State v. Kent, 87 Wash. 2d 103, 111, 549 P.2d 721 (1976). Accordingly, the legislature's failure to award attorney's and witness fees to all employees covered by the act does not necessarily result in an invalidation of RCW 51.52.130 because it awards such fees to some.
Finally, it should be noted that the legislature unambiguously distinguishes between employees of state-insured employers and self-insured employers in the industrial insurance act. Under RCW 51.16.140 employees of state-insured employers must pay one-half of the premium for medical benefits. Self-insurers are expressly precluded by the same section from obtaining a comparable contribution from their employees.

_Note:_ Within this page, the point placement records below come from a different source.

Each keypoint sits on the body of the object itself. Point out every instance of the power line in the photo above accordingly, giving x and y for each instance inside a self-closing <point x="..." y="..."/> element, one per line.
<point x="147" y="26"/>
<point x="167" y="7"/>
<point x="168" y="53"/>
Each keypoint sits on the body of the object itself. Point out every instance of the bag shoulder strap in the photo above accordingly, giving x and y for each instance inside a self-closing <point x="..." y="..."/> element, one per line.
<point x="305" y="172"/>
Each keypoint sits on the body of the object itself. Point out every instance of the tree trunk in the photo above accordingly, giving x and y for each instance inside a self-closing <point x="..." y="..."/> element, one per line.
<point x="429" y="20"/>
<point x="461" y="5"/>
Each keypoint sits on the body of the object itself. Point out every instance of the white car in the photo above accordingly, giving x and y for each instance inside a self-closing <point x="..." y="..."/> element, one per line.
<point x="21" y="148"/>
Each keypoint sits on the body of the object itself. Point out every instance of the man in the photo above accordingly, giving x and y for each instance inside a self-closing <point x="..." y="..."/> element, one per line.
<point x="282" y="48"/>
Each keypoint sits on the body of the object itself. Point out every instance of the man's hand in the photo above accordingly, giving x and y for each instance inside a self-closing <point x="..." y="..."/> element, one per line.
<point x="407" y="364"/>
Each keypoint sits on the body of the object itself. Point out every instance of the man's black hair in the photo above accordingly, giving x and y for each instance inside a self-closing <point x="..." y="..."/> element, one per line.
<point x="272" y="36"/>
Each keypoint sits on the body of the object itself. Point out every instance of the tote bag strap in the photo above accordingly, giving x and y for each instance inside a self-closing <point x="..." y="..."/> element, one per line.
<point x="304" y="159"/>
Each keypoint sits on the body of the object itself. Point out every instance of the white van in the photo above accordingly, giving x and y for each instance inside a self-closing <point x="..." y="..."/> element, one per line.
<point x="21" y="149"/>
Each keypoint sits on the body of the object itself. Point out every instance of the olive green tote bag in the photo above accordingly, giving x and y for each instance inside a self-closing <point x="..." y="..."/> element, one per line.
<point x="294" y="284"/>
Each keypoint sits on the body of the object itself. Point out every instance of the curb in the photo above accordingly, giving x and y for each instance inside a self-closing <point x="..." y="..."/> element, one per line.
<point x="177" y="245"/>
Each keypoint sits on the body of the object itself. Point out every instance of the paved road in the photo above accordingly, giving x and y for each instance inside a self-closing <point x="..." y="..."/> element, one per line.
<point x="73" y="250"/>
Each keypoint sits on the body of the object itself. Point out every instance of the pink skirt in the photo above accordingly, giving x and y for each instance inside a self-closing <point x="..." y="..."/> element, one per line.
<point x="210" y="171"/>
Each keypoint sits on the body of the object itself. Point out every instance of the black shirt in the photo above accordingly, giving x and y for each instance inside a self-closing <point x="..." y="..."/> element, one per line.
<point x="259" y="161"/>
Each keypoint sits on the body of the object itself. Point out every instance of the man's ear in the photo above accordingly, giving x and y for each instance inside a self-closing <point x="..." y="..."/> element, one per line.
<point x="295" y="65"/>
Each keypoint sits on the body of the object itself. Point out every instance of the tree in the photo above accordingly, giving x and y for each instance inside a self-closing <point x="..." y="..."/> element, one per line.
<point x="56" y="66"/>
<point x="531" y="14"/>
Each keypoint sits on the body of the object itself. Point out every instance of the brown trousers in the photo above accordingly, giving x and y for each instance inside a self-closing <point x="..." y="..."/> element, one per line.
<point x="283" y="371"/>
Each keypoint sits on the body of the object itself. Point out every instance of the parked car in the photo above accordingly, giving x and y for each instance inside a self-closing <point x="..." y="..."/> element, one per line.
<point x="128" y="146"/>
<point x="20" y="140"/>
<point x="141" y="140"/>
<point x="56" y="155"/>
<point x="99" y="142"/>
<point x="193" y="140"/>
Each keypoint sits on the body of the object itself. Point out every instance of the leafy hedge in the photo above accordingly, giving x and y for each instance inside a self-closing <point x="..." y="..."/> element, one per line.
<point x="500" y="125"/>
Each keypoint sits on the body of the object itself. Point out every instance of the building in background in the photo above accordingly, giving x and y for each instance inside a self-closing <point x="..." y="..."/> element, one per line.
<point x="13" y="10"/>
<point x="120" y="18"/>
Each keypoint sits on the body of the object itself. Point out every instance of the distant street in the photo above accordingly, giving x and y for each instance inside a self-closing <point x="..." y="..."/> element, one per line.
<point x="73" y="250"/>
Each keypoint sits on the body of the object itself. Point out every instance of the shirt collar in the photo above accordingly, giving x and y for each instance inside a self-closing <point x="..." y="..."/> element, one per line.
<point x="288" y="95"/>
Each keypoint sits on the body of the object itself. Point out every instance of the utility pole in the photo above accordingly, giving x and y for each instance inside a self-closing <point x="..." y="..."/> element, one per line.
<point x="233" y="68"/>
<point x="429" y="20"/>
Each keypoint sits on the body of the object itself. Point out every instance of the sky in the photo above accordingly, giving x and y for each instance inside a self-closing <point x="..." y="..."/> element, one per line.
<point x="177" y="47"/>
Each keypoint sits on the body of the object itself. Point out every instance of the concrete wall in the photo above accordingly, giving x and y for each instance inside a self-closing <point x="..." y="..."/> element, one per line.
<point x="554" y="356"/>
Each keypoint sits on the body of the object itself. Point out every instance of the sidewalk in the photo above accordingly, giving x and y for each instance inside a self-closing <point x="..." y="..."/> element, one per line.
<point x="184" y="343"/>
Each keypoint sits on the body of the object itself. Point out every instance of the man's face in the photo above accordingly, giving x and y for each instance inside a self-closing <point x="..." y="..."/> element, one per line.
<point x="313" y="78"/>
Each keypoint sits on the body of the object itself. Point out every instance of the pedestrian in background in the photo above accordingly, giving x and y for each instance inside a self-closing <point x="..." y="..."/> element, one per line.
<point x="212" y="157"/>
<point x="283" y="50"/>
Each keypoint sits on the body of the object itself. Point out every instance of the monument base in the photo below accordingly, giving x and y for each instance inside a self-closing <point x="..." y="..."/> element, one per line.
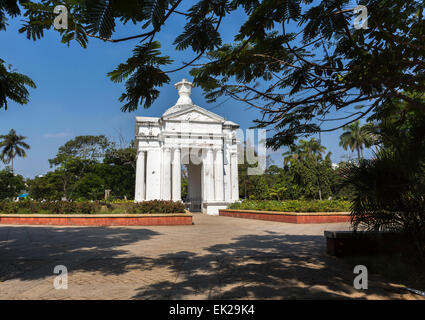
<point x="212" y="207"/>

Under the majority's broad definition of "benefit", looking as it does solely at money-in-the-pocket, this is a benefit obtained by only one group of employees, granted "merely because one works for an employer covered by the state system and the other works for a self-insured employer". Majority opinion, at 744.
Employees of self-insured employers are also given the right to exact a 25 percent penalty against the employer if there is an "unreasonable delay or refusal" to pay benefits, RCW 51.48.017, which could be used as pressure in negotiations. See also RCW 51.32.190 which outlines special procedures for self-insureds in handling claims. Given these distinctions between the two classes, a reasonable basis can be conceived for the legislative determination that the *753 classes should also be distinguished insofar as an award of attorney's and witness fees is concerned. Such a reasonable basis is all that is necessary to support constitutionality.
I respectfully dissent.
BRACHTENBACH, C.J., HICKS, J., and RYAN, J. Pro Tem., concur with STAFFORD, J.
Reconsideration denied September 30, 1981.